After renovations, only the theater buildings will remain from the current visitors center, completed in 1980 on filled land and slowly sinking and cracking.
The new visitors center, scheduled to open on Dec. 7, 2009, will serve as a "gateway" not just to the USS Arizona, but to the battleship Missouri, Bowfin submarine and the new Pacific Aviation Museum on Ford Island, said Frank Hays, Pacific area director for the park service.
"The larger site will allow people to spread out and provide a more reflective experience," Hays said last week.
He said the new facility will easily accommodate the current summertime peak of about 4,500 daily visitors, about double the original center's intended capacity.
After some yet-to-be-resolved "minor tweaks," the final design and environmental assessment for the project should be out in the next few weeks, said Hays. The park service on May 1 will assume control of 6.5 adjacent acres under Navy ownership and occupied by vendors, who will be displaced, and some parking stalls.
Requests for bids should be issued this summer, with groundbreaking in the fall, Hays said. New construction mauka of the current center will include open-air pavilions with historical exhibits of photos, maps, models, memorabilia, media and artifacts from the years leading up to and including World War II. The center's driving event will remain the Japanese attack of Dec. 7, 1941, and the sinking of the battleship Arizona, which serves as a memorial to the fallen.
But the displays will aim to put the attack into a broader geopolitical context, said Hays. The topics include Japanese expansionism; American isolationism in the 1930s; life in multicultural, prewar Hawaii; post-attack "Fortress Hawaii"; and the salvage of the fleet.
The new buildings, connected by walkways and open to the tradewinds, will stretch between the current visitors center and the Bowfin Museum. Ticketing, security and a welcome desk will surround a central Aloha Court.
"It's designed to funnel air through shaded areas to keep people comfortable," said Hays. "We're trying to maximize the use of shade and breezes."
The theaters, due to be refurbished, will be the only air-conditioned buildings.
From the theaters, visitors may proceed to the landing for a ferry trip out to the memorial, resting across the sunken hulk of the Arizona.
But the center will also help orient interested visitors to the other major Pearl Harbor attractions.
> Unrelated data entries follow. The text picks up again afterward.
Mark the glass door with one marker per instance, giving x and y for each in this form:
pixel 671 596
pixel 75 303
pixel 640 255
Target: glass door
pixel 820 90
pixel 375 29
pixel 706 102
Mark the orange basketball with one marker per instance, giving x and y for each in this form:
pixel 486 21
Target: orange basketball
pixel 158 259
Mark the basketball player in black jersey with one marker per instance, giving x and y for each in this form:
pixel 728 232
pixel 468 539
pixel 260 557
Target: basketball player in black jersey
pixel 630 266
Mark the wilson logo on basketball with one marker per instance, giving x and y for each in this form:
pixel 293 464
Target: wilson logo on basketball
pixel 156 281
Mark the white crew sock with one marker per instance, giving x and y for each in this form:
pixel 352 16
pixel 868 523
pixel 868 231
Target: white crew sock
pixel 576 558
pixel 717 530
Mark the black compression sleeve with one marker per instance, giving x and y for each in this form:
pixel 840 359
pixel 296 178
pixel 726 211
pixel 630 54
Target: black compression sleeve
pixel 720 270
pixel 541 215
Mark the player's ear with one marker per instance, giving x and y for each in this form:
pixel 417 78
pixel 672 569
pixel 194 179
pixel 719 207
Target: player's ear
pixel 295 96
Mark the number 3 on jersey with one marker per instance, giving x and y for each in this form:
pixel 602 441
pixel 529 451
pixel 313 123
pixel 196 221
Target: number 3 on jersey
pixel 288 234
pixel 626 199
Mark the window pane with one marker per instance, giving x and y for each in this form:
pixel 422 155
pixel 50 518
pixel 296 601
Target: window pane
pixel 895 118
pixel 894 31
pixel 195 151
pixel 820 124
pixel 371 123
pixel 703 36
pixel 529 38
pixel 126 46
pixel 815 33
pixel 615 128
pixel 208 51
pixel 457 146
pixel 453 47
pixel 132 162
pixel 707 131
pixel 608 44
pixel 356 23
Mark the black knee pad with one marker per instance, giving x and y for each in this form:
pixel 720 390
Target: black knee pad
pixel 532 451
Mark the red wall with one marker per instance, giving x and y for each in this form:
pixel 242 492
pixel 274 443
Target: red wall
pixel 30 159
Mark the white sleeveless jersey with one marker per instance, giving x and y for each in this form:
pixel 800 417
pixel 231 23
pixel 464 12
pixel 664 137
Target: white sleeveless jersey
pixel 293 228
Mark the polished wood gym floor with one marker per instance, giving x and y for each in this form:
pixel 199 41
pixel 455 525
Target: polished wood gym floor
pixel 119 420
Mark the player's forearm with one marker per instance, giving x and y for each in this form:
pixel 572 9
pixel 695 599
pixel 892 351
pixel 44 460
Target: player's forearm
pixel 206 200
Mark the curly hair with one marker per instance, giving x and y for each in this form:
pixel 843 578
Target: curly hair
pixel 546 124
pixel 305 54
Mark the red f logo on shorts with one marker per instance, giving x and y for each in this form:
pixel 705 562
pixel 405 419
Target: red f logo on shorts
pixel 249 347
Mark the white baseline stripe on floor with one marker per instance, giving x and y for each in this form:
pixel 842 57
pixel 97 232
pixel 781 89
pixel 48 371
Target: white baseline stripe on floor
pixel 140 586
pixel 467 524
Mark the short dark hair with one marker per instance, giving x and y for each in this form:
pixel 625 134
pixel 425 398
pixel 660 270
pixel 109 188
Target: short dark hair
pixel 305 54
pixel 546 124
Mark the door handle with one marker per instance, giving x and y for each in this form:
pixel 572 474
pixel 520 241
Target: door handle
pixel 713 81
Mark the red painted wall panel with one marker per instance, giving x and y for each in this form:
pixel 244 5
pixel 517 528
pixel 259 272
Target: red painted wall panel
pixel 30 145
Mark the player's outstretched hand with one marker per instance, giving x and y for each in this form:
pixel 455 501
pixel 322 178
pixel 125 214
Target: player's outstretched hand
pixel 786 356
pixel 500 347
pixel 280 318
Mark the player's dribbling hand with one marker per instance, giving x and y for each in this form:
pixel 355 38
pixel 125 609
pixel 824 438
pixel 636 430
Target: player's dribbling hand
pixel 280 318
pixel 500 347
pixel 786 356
"Right now, it's kind of confusing for visitors to figure out how to get to the Missouri or the Pacific Aviation Museum, and this will eliminate some of that confusion," said Hays.
Because of its expanded scope and rising construction costs, the project now carries a price tag of $52 million, which includes planning, development and an endowment. Hays said pilings will be driven deep into the subsoil to avoid the fate suffered by the current center, which has settled 30 inches in some areas.
The current center's architects anticipated some sinking -- 18 inches -- and incorporated mechanisms to raise the structure, which has occurred four times. The park service ultimately concluded the center needed to be replaced and in 2000 launched a fundraising drive in conjunction with the Arizona Memorial Museum Association.
The Arizona Memorial remains one of the state's top tourist attractions, with more than 1.5 million visitors a year, comparable to Hawaii Volcanoes National Park and Haleakala National Park.